The first goal of this work was the development of a liquid chromatography/ isotope ratio mass
spectrometry (LC–IRMS) method for widely used (A)PPs. The chromatographic separation of
1–hydroxyethane 1,1–diphosphonate (HEDP), aminotrismethylene phosphonate (ATMP) and
ethylenediaminetetramethylene phosphonate (EDTMP) was achieved on an anion exchange
column under acidic conditions. The investigated APPs were quantitatively oxidized within the
LC–IRMS interface with instrument typical limits of precise isotope analysis (around 200 ng
carbon on column). In batch experiments we showed that equilibrium sorption of the model
compound ATMP onto goethite did not cause a significant isotope effect. The manganese(II)–
catalyzed oxidation of ATMP by molecular oxygen however, was associated with a kinetic
isotope effect, leading to an enrichment in 13C. Consequently, carbon CSIA is a promising
approach to study transformation processes of APPs in aqueous system and thus get a more
comprehensive understanding on their environmental fate.

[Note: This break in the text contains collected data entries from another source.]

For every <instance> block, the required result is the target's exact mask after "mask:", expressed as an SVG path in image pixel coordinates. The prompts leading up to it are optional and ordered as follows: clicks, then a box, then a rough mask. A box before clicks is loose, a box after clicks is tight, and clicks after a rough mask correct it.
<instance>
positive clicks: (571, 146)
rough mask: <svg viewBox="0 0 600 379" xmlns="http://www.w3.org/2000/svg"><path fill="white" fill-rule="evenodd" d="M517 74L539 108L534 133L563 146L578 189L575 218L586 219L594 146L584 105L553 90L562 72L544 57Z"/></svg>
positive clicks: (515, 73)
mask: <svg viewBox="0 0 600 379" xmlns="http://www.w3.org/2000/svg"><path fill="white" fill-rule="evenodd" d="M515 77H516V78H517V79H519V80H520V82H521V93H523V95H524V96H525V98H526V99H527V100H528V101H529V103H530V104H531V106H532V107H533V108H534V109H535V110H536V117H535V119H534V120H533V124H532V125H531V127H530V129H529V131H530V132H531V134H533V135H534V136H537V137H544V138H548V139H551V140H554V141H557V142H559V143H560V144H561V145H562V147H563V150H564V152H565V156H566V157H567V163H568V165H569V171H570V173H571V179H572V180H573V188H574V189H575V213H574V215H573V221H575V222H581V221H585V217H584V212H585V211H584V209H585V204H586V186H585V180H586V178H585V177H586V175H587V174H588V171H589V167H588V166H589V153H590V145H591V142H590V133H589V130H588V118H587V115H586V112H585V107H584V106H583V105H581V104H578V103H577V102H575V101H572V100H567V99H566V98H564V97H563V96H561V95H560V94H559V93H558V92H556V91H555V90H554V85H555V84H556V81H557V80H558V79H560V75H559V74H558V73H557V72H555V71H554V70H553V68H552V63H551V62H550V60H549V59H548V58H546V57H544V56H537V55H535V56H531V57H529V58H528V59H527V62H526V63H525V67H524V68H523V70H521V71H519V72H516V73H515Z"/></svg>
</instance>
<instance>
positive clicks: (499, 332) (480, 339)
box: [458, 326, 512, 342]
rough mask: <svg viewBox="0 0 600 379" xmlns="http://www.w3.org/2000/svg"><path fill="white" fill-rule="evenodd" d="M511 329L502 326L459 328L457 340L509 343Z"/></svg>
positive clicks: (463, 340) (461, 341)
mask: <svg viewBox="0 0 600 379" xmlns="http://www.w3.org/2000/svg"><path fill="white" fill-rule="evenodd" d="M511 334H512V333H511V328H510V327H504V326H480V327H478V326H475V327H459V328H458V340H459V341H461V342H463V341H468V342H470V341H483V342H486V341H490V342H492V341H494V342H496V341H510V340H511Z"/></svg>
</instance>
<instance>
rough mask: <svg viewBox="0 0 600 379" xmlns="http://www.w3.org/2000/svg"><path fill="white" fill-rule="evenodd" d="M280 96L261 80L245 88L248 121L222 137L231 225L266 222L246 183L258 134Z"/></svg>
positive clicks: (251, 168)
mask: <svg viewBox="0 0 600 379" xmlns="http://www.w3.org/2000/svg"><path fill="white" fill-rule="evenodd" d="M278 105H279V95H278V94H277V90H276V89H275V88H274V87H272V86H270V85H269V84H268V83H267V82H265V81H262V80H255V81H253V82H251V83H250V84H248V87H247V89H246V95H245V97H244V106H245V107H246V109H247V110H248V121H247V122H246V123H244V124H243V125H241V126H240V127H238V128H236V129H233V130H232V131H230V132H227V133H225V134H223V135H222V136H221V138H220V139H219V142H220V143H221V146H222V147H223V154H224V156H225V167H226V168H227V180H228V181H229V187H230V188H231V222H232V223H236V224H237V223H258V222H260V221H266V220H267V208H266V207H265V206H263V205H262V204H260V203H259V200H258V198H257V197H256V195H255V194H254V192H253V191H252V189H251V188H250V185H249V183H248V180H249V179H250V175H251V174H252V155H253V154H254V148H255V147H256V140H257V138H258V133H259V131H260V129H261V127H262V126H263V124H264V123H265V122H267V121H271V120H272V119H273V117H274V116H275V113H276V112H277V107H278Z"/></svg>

In the second part of the work, a detailed investigation of the homogeneous manganese(II)–
catalyzed oxidation of ATMP by dissolved oxygen was conducted to gain a better understanding
of the role of potential Mn(III)ATMP intermediates. Therefore, the dependency of the
kinetic carbon isotope fractionation (expressed as carbon isotope enrichment factor εC) and
Mn(II)ATMP–normalized reaction rate on the complexed ATMP fraction was investigated
in batch experiments. As ATMP oxidation only by complex self–decomposition could not
explain the decreasing normalized reaction rates and εC–values with the complexed ATMP
fraction, transformation via two competing reaction pathways was hypothesized: oxidation
of free ATMP by Mn(III)ATMP–intermediates at low complexed fractions and complex self–
decomposition for low concentrations of free ATMP. This so far not known reaction pathway
involving Mn(III)ATMP as oxidant has significant implications for the environmental fate of
APPs. In naturalwaters, Mn(III)APP–intermediates are likely reduced to Mn(II)APP by natural
reductants (e.g., natural organic matter) present at higher concentrations than the APPs. This
entails to a diminished potential of Mn(II)–catalyzed oxidation for the transformation of APPs.
Besides homogeneous Mn(II)–catalyzed oxidation, the heterogeneous transformation at MnO2
surfaces was proposed as potentially relevant removal process for APPs. So far, studies investigating
this process in terms of environmental relevance as well as underlying reaction
mechanisms are lacking. In order to narrow this knowledge gap, the transformation of the
model compound iminodimethylene phosphonate (IDMP) at MnO2 was studied under varying
environmental conditions (MnO2 mineralogy, pH) in part three of this work. First–order
reaction kinetics, as well as the relatively low εC–values indicated electron transfer from the
mineral surface to the IDMP as rate–limiting step in the overall reaction, rather than sorption or
bond cleavage. However, slightly but statistically significant lower εC–values (more pronounced
observable kinetic isotope effects) at acidic pH and Mn(III)–enriched MnO2, implied facilitated
electron transfer under these conditions. Thus, while a qualitative proof of IDMP oxidation at
MnO2 by carbon CSIA was feasible under all tested experimental conditions, the variability of
the εC–values hampers a clear identification of the underlying process.
Thiswork demonstrates the potential of carbon CSIA as a valuable tool to study sources and fate
of APPs in technical and environmental systems. First applications of the method resulted in an
improved understanding of homogeneous and heterogeneous manganese–driven oxidation of
APPs and subsequently the role of these processes for the environmental fate of APPs. In future
studies, the developed method can be applied to investigate further relevant sorption and
transformation processes. These findings contribute to a more comprehensive understanding
of the environmental chemistry of APPs.